Waldo News

By Tom Seymour | Mar 14, 2020

tomgseymour@gmail.com

338-9746

The big news now, here and everywhere, is the coronavirus. Events are being shut down at an exponential pace and fear is palpable. Well, not for all. I am not afraid of catching the virus. And no, I cannot give any reason for my optimism.

What I do find concerning is the now-widespread panic that has engulfed our country.

Closing anything and everything will take a huge economic toll on everyone, rich, poor and middle-income. And that scares me more than the off-chance of contracting the virus.

My calendar for spring and summer events is pretty full. And yet, I wonder if these seminars will be canceled by those hosting them. Much of my income comes from these events and to lose them will not be easy to endure.

On the other hand, I teach foraging for wild, edible plants. And for those who don’t know much about this topic, now might be a good time to learn.

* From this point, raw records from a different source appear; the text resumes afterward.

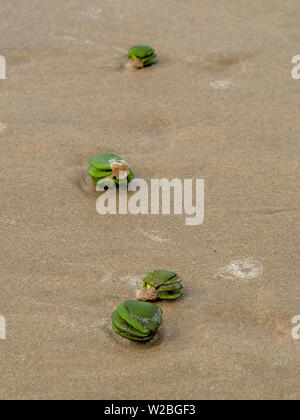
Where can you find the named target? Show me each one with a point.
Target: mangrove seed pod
(142, 56)
(112, 168)
(137, 321)
(161, 284)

So perhaps, at least for me, I’ll still keep busy.

As people flock to the stores to stock up on everything from canned tuna to peanut butter, it gives me a degree of comfort to know that whatever shakes out from this new plague won’t keep me from harvesting and eating wild, healthful foods.

Additionally, those who know how to fish can still go out and catch fresh, nutritious fish from our myriad lakes, ponds, rivers and streams.

For me, all this is nothing new. Instead, it is how I typically get my “groceries.” And the wild stuff, being so much more healthful by virtue of not being treated with pesticides and God-knows-what-else, is worth far more than any store-bought items.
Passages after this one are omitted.